Open geofurb opened 5 years ago
Accessing an individual cluster's addresses takes a very long time and returns an empty list:
IPython console
chain = blocksci.Blockchain(BITCOIN_DATA_DIR)
cx = blocksci.cluster.ClusterManager(CUSTOM_CLUSTER_DIR,chain)
len(cx.clusters())
Out[7]: 330464891
clist = list(cx.clusters())
a = clist[6]
a
Out[21]: <blocksci.cluster.Cluster at 0x7f17ebced688>
a.addresses
Out[22]: <blocksci.AddressIterator at 0x7efdf84d07a0>
[x for x in a.addresses]
Out[23]: []
a.type_equiv_size
Out[24]: 125
I've uploaded my bitcoin-data
and bitcoin-clusters
directories here, in case it helps with reproducing the error.
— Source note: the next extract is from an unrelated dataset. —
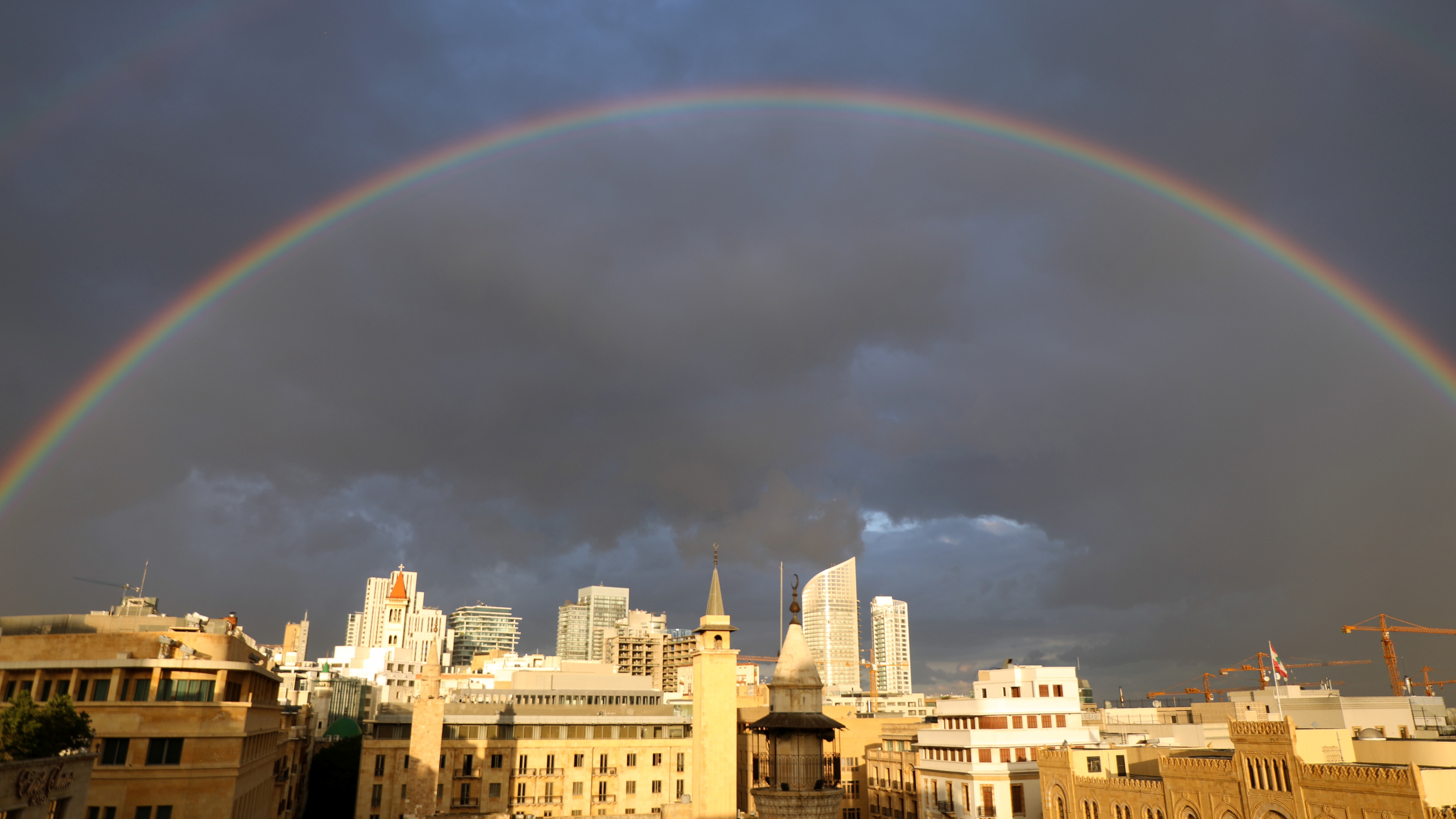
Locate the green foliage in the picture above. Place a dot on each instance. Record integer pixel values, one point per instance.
(334, 780)
(34, 732)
You might want to let that run while you're at lunch; it's a 102 GB download, and when you unzip the *.tar.bz2 (which will also likely take forever), it's something like 170 - 180 GB.
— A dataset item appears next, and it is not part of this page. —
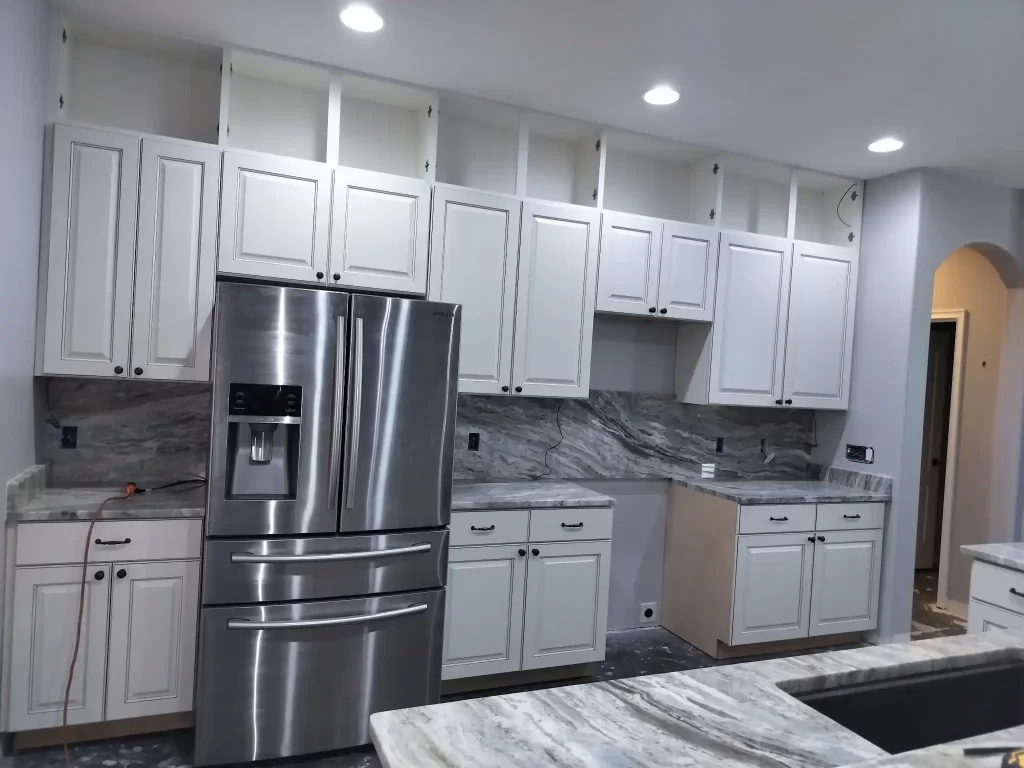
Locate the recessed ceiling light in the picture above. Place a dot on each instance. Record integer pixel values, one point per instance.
(660, 95)
(886, 144)
(361, 17)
Trying to get the size of clusters returns all zero length for all clusters. c.type_equiv_size does not seem to cause this issue. This issue seems to be tied to a behavior where iterating over a cluster takes an exceptionally long amount of time, even for small clusters (e.g. c.type_equiv_size=10). This may be related to #200.
Reproduction Steps
System Information
BlockSci version: 0.5 Using AMI: no Compiled under Ubuntu 16.04 cmake version 3.12.4 gcc/g++ 7.3.0-21ubuntu1~16.04 Anaconda version 3.5.1 (Python 3.7.0) Total memory: 64 GB DRAM, 188GB swap
Dependencies installed: blocksci==0.5.0